Where are the “millions” on infra going? It’s a handful of services and a Postgres?

> Their sales team is also absolutely appalling and desperate.

You said “on-prem”. It’s open source; why are you dealing with their sales team?

> If you're doing anything non-trivial (say, 200+ events/workflow) and you need to run only a couple hundred of them concurrently all day…

If “millions” were required to obtain such tiny scale, I’d agree there’d be a massive problem. No one would use Temporal; it would be a complete waste of resource. If this were true.

We also hit scaling problems with temporal.

Postgres doesn't scale at all four our workload, so you're into cassandra.

For a medium sized deployment, you're looking at 200+ vcpus, and then lets say standard dev/uat/prod. So now you're at 600 cpus. Now you need two geographic regions, dev can stay in one place, so now you're at 800. Want a failover cluster for prod? Have another 200 cpus.

and 200 CPUs is a medium deployment, assuming something like 36 cpus per cassandra node, then say 4-8 per instance of matching, worker, history, frontend. Then all your other components around it, ingress controller, service mesh, etc.

There's a million a year easy, for a small deployment.

Our prod one is 4x this size.

Not a couple hundred in one day, a couple hundred being started, concurrently, every second in a day. Each with ~200 events.

We need a 12 node cassandra cluster for this, with 64cpu nodes. So no, it's not a couple of services and a postgres.

Sales team, as we are an enterprise, and they want to extract money from us.

  • We’re all enterprise.

    If you have 200 WF’s/sec each with 200 events, it sounds to me that you have a sizeable amount of work flowing through this system. 17 million workflows per day? Can I call these transactions?

    Do these transactions add value to your business? Do you need durable execution for all these workloads?

    Temporal is just a tool; and like any tool it can be misused. For the classic “book a hotel + airline, handle the partial failures” case, 17 million bookings a day would imply you should be thrilled with Temporal.

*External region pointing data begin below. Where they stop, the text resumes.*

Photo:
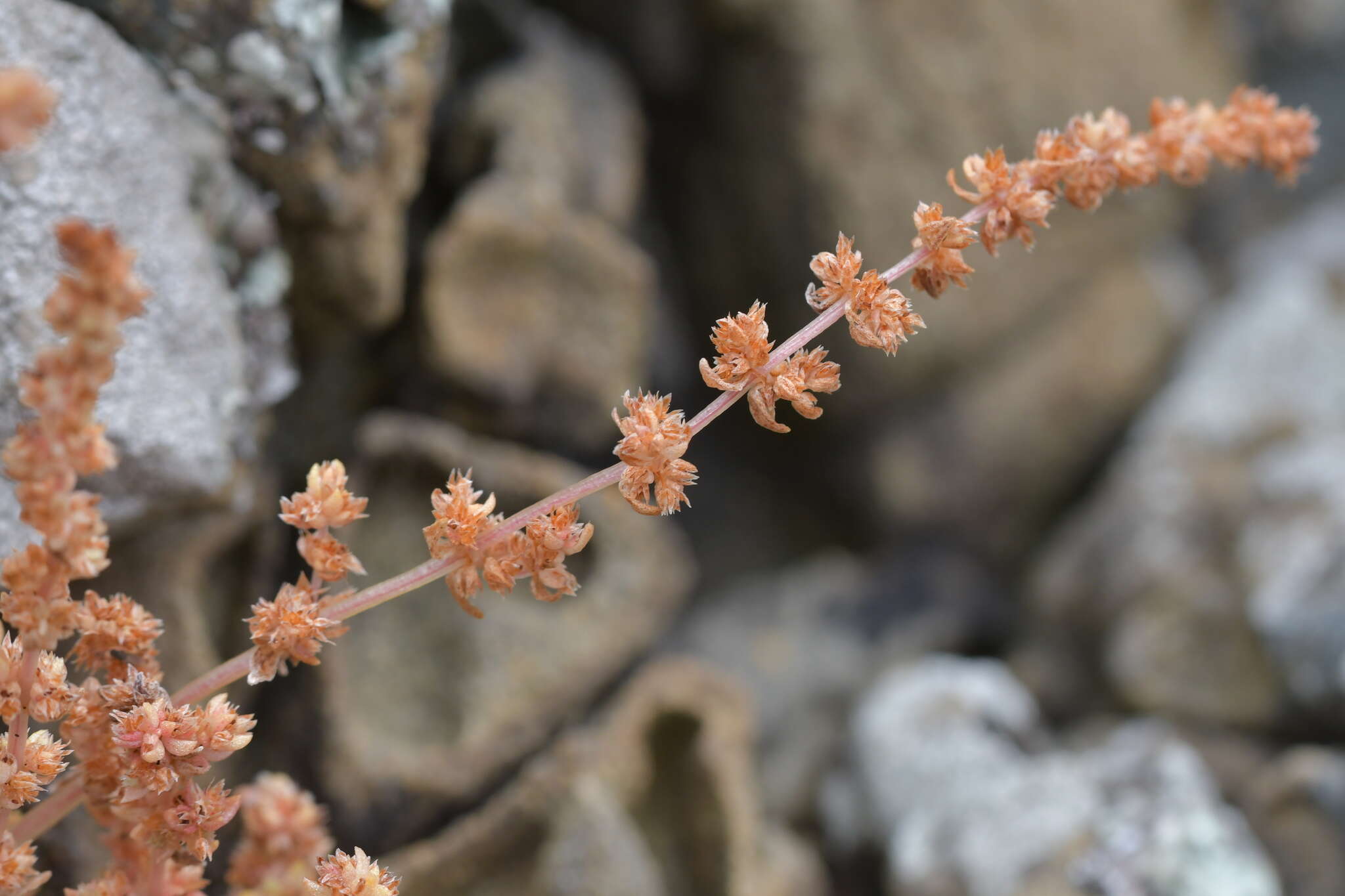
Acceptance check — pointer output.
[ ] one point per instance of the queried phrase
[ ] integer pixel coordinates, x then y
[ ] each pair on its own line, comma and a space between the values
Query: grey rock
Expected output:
805, 641
535, 288
969, 798
123, 152
1210, 567
1297, 805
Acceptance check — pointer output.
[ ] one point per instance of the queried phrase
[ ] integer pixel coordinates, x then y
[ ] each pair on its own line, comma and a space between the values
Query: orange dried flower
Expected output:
1255, 128
41, 621
18, 867
112, 883
50, 696
97, 293
290, 629
222, 730
328, 557
1178, 141
458, 516
837, 272
195, 815
115, 634
284, 834
550, 539
26, 105
741, 345
944, 237
326, 503
43, 759
654, 438
880, 316
358, 875
795, 381
159, 734
1017, 199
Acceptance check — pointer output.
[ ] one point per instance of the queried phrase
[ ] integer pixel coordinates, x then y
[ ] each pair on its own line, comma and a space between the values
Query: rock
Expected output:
791, 120
535, 291
1207, 571
1297, 805
994, 457
655, 797
475, 698
805, 640
969, 797
209, 352
330, 104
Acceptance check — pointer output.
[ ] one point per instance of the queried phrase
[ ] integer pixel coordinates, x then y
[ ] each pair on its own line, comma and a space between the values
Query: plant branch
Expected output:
69, 796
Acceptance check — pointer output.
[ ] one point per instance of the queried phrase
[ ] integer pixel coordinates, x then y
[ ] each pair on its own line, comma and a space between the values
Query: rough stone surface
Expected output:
474, 698
330, 104
994, 457
655, 797
535, 289
969, 798
121, 152
1297, 805
805, 640
1208, 570
816, 116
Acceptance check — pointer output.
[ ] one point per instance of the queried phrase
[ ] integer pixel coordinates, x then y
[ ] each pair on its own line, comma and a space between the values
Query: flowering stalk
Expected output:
1084, 163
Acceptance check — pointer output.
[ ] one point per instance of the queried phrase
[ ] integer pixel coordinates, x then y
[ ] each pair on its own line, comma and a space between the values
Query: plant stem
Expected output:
69, 794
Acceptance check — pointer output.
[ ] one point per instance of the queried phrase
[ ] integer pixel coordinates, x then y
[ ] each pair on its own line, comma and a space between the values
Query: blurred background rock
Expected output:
1052, 603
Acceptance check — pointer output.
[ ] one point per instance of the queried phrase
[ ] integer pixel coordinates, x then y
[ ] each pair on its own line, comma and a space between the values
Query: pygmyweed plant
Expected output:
143, 753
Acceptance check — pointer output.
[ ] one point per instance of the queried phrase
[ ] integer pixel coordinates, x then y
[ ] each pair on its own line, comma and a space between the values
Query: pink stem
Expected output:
57, 805
18, 739
69, 796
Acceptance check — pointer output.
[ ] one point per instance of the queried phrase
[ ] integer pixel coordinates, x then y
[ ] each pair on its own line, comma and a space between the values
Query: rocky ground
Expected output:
1049, 605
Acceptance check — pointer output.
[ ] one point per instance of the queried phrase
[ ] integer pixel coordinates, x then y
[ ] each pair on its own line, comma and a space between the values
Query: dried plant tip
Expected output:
19, 874
288, 629
328, 557
1016, 198
458, 516
358, 875
880, 316
794, 381
50, 696
195, 815
837, 272
550, 540
22, 784
326, 503
944, 238
26, 105
115, 634
654, 441
741, 345
284, 834
112, 883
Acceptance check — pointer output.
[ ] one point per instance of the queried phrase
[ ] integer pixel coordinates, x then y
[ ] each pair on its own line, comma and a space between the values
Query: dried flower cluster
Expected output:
358, 875
539, 551
26, 106
292, 628
284, 834
744, 362
654, 438
144, 757
141, 754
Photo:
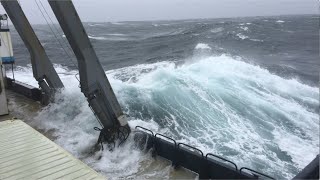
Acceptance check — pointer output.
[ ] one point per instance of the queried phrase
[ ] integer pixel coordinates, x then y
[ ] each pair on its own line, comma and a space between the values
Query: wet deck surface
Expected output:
27, 154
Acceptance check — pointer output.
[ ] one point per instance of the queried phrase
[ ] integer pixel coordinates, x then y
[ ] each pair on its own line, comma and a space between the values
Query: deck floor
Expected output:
27, 154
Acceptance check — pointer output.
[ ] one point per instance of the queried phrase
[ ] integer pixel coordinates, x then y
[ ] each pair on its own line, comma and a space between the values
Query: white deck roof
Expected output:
27, 154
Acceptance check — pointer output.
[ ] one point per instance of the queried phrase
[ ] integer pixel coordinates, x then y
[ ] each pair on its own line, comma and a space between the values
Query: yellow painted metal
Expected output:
27, 154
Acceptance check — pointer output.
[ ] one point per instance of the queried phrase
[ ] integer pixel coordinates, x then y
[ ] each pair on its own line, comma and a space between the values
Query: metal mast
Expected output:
93, 80
43, 70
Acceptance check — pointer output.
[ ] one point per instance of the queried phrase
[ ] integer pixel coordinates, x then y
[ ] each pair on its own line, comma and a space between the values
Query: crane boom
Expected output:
93, 80
42, 67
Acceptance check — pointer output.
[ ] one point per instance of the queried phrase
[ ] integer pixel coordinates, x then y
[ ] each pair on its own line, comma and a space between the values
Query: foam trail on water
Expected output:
218, 104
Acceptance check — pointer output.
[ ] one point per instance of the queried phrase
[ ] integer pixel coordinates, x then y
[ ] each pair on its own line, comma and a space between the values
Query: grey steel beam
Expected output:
93, 80
42, 67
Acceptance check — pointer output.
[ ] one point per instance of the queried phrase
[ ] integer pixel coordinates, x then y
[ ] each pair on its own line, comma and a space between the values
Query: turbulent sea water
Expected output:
243, 88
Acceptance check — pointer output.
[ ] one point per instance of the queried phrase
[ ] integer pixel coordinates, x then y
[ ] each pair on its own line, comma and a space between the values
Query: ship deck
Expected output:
27, 154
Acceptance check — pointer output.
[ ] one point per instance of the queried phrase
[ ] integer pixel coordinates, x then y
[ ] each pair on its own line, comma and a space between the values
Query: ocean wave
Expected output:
242, 36
112, 37
202, 46
93, 25
218, 104
97, 37
244, 28
216, 30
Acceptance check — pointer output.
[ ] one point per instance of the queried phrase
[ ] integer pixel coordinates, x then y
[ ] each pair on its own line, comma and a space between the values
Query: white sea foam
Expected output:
93, 25
97, 37
202, 46
242, 36
219, 104
244, 28
256, 40
216, 30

    If you are using it to perform WAF in a firewall; you would be less thrilled. The scale you are describing, and that you aren’t super excited about the incredible amount of money pouring in, makes me question if the use-cases are fitting the tool.

The same with any "open-source" enterprise ($$$) software. It sucks to run yourself. Docs on running/errors are non-existent. Their helm charts are broken. Instead of degraded performance, it just fails.

  • Yeah, they've had so much VC cash pumped in lately they really need to pump the SAAS side of the business.

  • With all due respect – if that’s the attitude, you have no business running anything on-prem. And that’s fine, there’s a reason the various cloud providers are the go-to for many businesses.

    • It's not an attitude, it's an opinion that comes from experience. Operational burden/overhead is a real thing. Just like knowing that German cars will cost $$$ in maintenance. It doesn't mean I shouldn't drive.